Aku terhenyak. Seolah baru terbangun dari lamunan  dan menatap sekitar sambil bertanya dalam hati, "Negeri macam apa ini?"
Kabar yang berseliweran akhir-akhir ini sungguh membuat dada sesak: seorang kepala sekolah bernama Dini Fitria, perempuan dengan karakter kuat dan rasa tanggung jawab tinggi, dilaporkan ke polisi dan bahkan dinonaktifkan, hanya karena menegakkan disiplin pada siswanya yang kedapatan merokok di lingkungan sekolah.
Yang lebih menggelikan sekaligus menyedihkan, para siswa justru mogok massal sebagai bentuk dukungan terhadap temannya yang merokok. Dan yang membuatku tak habis pikir, beberapa guru malah memberi testimoni bahwa Bu Dini temperamen!
Dunia pendidikan macam apa yang sedang kita jalani ini?
Analisis demi analisis bermunculan: sekolah itu rupanya sudah menjadi "zona nyaman" bagi perokok guru dan siswa seolah satu kubu.
Aku tak bisa diam. Dalam keheningan sore, aku mencoba membayangkan sosok Bu Dini duduk di hadapanku, lengkap dengan tatapan tegas tapi teduh. Maka, kuawali wawancara imajiner ini.
Aku:
Bu Dini, saya salah satu orang yang sangat berempati pada situasi Ibu. Tentu peristiwa ini membuat Ibu terbebani, bahkan mungkin tertekan?
Bu Dini:
(tarik napas pelan, lalu tersenyum tipis)
Saya melakukan tindakan itu dengan penuh kesadaran dan rasa tanggung jawab. Tidak ada beban, tidak ada tekanan. Saya tahu setiap langkah yang benar pasti punya risiko. Tapi kalau kita yakin tujuannya baik, kenapa harus takut?
Aku:
Banyak pihak menilai tindakan Ibu terlalu keras. Mereka bilang Ibu temperamen, emosional. Apa tanggapan Ibu?
Bu Dini:
Saya paham anggapan itu. Tapi sebagai pendidik, kami punya ukuran dan intuisi tersendiri dalam menegakkan disiplin. Tidak semua siswa bisa dihadapi dengan cara yang sama.

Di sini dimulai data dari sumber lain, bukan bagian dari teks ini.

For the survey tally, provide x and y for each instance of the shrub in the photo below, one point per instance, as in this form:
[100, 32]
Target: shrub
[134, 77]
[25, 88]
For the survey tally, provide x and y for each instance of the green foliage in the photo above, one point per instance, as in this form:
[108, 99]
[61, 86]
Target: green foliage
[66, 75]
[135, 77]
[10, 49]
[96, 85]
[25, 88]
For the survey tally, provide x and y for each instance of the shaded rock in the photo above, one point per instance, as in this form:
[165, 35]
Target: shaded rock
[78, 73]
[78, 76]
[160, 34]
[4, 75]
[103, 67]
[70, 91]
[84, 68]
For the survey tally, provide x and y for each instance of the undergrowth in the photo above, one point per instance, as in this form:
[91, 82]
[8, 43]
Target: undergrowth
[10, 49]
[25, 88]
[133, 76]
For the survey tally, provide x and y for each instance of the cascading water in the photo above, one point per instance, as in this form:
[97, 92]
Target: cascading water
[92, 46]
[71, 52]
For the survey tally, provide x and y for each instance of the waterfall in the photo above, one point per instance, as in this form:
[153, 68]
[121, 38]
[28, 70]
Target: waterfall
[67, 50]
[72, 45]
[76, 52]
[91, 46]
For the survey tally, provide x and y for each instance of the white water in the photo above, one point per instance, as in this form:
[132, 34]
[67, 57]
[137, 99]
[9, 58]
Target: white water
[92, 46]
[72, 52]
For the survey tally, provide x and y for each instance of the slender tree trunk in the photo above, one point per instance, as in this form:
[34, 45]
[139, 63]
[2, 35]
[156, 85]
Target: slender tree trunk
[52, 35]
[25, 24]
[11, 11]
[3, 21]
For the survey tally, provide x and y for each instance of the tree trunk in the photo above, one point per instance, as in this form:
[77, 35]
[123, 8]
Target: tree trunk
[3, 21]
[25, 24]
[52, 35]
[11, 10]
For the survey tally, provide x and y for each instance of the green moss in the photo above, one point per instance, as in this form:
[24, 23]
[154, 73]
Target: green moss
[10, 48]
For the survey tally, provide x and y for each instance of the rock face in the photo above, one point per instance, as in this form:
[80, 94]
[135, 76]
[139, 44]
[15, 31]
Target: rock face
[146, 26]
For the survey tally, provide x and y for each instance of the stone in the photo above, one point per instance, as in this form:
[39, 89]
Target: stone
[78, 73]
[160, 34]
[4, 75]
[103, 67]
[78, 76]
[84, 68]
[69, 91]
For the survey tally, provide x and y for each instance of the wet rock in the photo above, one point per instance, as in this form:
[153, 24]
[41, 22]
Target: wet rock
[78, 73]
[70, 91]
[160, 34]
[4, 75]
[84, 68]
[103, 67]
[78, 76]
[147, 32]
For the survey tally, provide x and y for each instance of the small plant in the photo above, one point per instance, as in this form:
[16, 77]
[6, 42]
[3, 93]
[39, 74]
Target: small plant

Ada yang cukup diberi tatapan, ada yang cukup dinasihati lembut, ada pula yang harus ditegur keras, bahkan dicubit sedikit, agar mereka terhentak dan sadar.
Disiplin bukan tentang marah, tapi tentang tanggung jawab membentuk karakter.
Aku:
Sekarang Ibu dinonaktifkan dari jabatan kepala sekolah. Apakah Ibu merasa kecewa atau keberatan?
Bu Dini:
(tersenyum lebar kali ini)
Justru saya bersyukur. Artinya, apa yang saya lakukan belum bisa diterima semua orang dan itu wajar. Beban saya kini lebih ringan. Tapi misi mendidik tak pernah berhenti hanya karena jabatan.
Aku:
Setelah kejadian ini, apakah Ibu akan surut langkah? Mungkin jadi cuek, merasa tak didukung oleh teman sejawat atau pihak dinas?